China aims to challenge U.S. air dominance: Pentagon

China aims to challenge U.S. air dominance: Pentagon

China aims to challenge U.S. air dominance: Pentagon

A US Air Force A-10 Thunderbolt II attack aircraft manuoevers near a mountain during the joint US and Philippine troops live fire exercise on the last day of the joint military exercise at Crow Valley, in Capas town, Tarlac province north of Manila on April 30, 2015. AFP Photo

China is mounting a serious effort to challenge US military superiority in air and space, forcing the Pentagon to seek new technologies and systems to stay ahead of its rapidly developing rival, Deputy Defense Secretary Robert Work said on June 22. 

The Pentagon's chief operating officer, speaking to a group of military and civilian aerospace experts, said China was "quickly closing the technological gaps," developing radar-evading aircraft, advanced reconnaissance planes, sophisticated missiles and top-notch electronic warfare equipment. 

While hoping for a constructive relationship with China, the Pentagon "cannot overlook the competitive aspects of our relationship, especially in the realm of military capabilities, an area in which China continues to improve at a very impressive rate," he said. 

China's state-run news agency Xinhua late on Monday cited Xu Qiliang, a vice chairman of the powerful Central Military Commission, as saying China must innovate even more. 

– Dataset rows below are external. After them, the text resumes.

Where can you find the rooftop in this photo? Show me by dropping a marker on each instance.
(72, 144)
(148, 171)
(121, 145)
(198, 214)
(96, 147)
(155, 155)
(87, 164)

"Our military's equipment construction is shifting from catch-up research to independent innovations," Xu said. 

Work made his remarks to the inaugural conference of the China Aerospace Studies Initiative, a partnership of the US Air Force and the RAND Corporation think tank. The initiative aims to boost US research on China's aerospace ambitions. 

The conference came as hundreds of Chinese officials were in Washington for the three-day US-China Strategic and Economic Dialogue, wide-ranging talks that look at areas of mutual cooperation and address points of friction. 

Asked about the timing of the military conference, Work said US and Chinese leaders both see the bilateral relationship as one in which there are "measures of cooperation and measures of competition." 

"We're hoping over time that the cooperative aspects outweigh competitive aspects," Work added. "As the Department of Defense, we're the hedge force. ... We say, 'Look, here are capabilities that we see that the Chinese are developing and it's important for us to be able to counter those." 

Work, citing a Harvard study on rising powers confronting established powers, told the conference that interactions between the two often result in war. As a result, the Defense Department must "hedge against this international competition turning more heated." 

The United States has generally felt the best hedge is a strong nuclear and conventional deterrence capable of overmatching any rival, he added. 

Work said the United States has relied on technological superiority for the past 25 years, but now "the margin of technological superiority upon which we have become so accustomed ... is steadily eroding." 

To adjust, he said, the Pentagon is working to develop new technologies to maintain its edge and lower the cost of responding to attacks. Directed energy weapons, for example, might be able to shoot down missiles that cost a hundred times the price of a jolt of energy.